Asura’s Wrath puts you in control of a fallen god on a journey to beat the crap out of several other gods who betrayed him, killed his wife, and captured his daughter. However, once you kill all these gods you have to kill the god of gods, which set everything into motion. However, that part of the game is actually locked behind a DLC pay wall, proving that the only true god in the world of video games is money.

Breath of Fire 3

Breath of Fire 3

The Breath of Fire series loves to make you kill god. Of course, most of the time their “god” is some sort of weird winged snake woman, but who are we to argue with the creator of the universe? The important thing about Breath of Fire 3 is that you get to kill god by transforming into a dragon.
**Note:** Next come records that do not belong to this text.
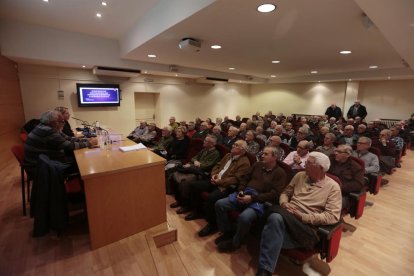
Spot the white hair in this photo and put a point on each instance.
(321, 159)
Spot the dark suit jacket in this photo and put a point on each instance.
(362, 112)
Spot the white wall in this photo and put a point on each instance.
(390, 99)
(303, 98)
(39, 85)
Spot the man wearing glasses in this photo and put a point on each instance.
(311, 199)
(297, 159)
(46, 138)
(231, 168)
(348, 171)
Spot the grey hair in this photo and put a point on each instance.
(321, 159)
(49, 116)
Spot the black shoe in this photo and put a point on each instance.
(262, 272)
(174, 205)
(207, 230)
(192, 216)
(224, 237)
(183, 210)
(227, 246)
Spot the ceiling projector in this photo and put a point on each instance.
(189, 44)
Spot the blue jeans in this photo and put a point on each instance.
(274, 238)
(246, 218)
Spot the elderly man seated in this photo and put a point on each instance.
(264, 183)
(348, 171)
(297, 159)
(362, 152)
(47, 138)
(231, 168)
(348, 137)
(311, 199)
(140, 130)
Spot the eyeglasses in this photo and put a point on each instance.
(340, 151)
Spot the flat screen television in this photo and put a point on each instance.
(92, 94)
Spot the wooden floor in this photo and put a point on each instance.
(383, 244)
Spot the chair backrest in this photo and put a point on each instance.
(18, 151)
(286, 148)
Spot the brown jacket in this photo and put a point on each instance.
(238, 168)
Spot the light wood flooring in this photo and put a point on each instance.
(383, 243)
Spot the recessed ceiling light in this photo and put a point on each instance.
(266, 8)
There’s nothing about that sentence I didn’t like. Oh yeah, and you also betray a childhood friend, which kind of scars you for life in the process, but whatever, dragons fighting god! Yeah, that’s the stuff.
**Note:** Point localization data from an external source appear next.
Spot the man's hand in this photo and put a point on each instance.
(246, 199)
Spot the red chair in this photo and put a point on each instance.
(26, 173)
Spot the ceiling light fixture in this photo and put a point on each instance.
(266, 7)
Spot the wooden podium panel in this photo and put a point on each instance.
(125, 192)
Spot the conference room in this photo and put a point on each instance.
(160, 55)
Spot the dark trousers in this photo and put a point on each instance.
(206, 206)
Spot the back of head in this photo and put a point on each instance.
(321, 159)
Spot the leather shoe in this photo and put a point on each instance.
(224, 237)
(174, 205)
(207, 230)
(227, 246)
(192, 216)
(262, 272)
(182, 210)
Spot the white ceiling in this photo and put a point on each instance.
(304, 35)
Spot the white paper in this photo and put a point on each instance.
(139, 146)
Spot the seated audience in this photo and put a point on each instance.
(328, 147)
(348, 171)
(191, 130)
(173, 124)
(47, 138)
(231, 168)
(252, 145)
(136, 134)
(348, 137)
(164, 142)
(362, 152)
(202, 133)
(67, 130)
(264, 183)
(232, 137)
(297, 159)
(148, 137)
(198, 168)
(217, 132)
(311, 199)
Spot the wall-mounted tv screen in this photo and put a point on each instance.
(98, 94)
The Whole Shin Megami Tensei Series

The Whole Shin Megami Tensei Series

The whole concept behind the Shin Megami Tensei series is pretty much “do some stuff, then kill god.” Sometimes the world has ended, so you have to kill god to bring it back. Sometimes you kill god to become a new god of the world. Sometimes you kill god just for shits and giggles. In more recent Persona games, you kill god ’cause people are sad and that causes Armageddon for some reason. The SMT series had you kill not just some fantasy god, but the actual YHVH Judeo-Christian numero uno God, and this was back in the NES days. This series was killing god before it was cool.

Xenogears

Xenogears

There’s a reason that the first few SMT games didn’t make it to America. Back in the days of the NES, we were terrified at the thought that a video game could openly criticize religion, much less allow you to rebel against it in the game. However, that’s exactly what Xenogears did, and it only got more complicated from there. You overthrow a world religion, meet the aliens that are pulling the strings, experience apotheosis into a higher dimensional plane, and then beat the crap out of an old friend using a giant robot in order to free an even higher dimensional existence from its boundary inside a spaceship’s supercomputer. If you haven’t played Xenogears , then you really should. It’s easily one of the weirdest and yet most profound RPGs of its time.

God of War

God of War

Once again, the whole point of God of War is to kill god, or should I say gods. Kratos starts his rage trip by killing Ares, the god that caused him to kill his family. But then, after he ascends to godhood himself, all the gods of Olympus decide to act like total jerks to him for some reason. So what’s Kratos to do but kill all of them? Every last one. Once he has killed all the gods, all the titans, all the demigods, and a whole punch of innocent people who just so happen to be in his way, he is left on a cliff with nothing but oblivion before him. At that point, there is only one god left in the world, himself. I’ll give you three guesses as to what he does next and the first two don’t count.

Pokémon

Pokémon

Yep, you heard me. Pokémon . In Pokémon you routinely come up against gods who created the universe. Great Arceus, praise be unto his name, just sorta hangs out and waits for you to tell your Graveler to throw a rock at him. Not only that, but if you throw enough rocks at him, you can kill him, just like all the other discarded Pidgeys you fought along the way. But there’s a better option. You can capture him and make him fight for your amusement! You can carry the god of the universe in a ball in your belt! God isn’t dead, Nietzsche, he’s my prized cock fighter.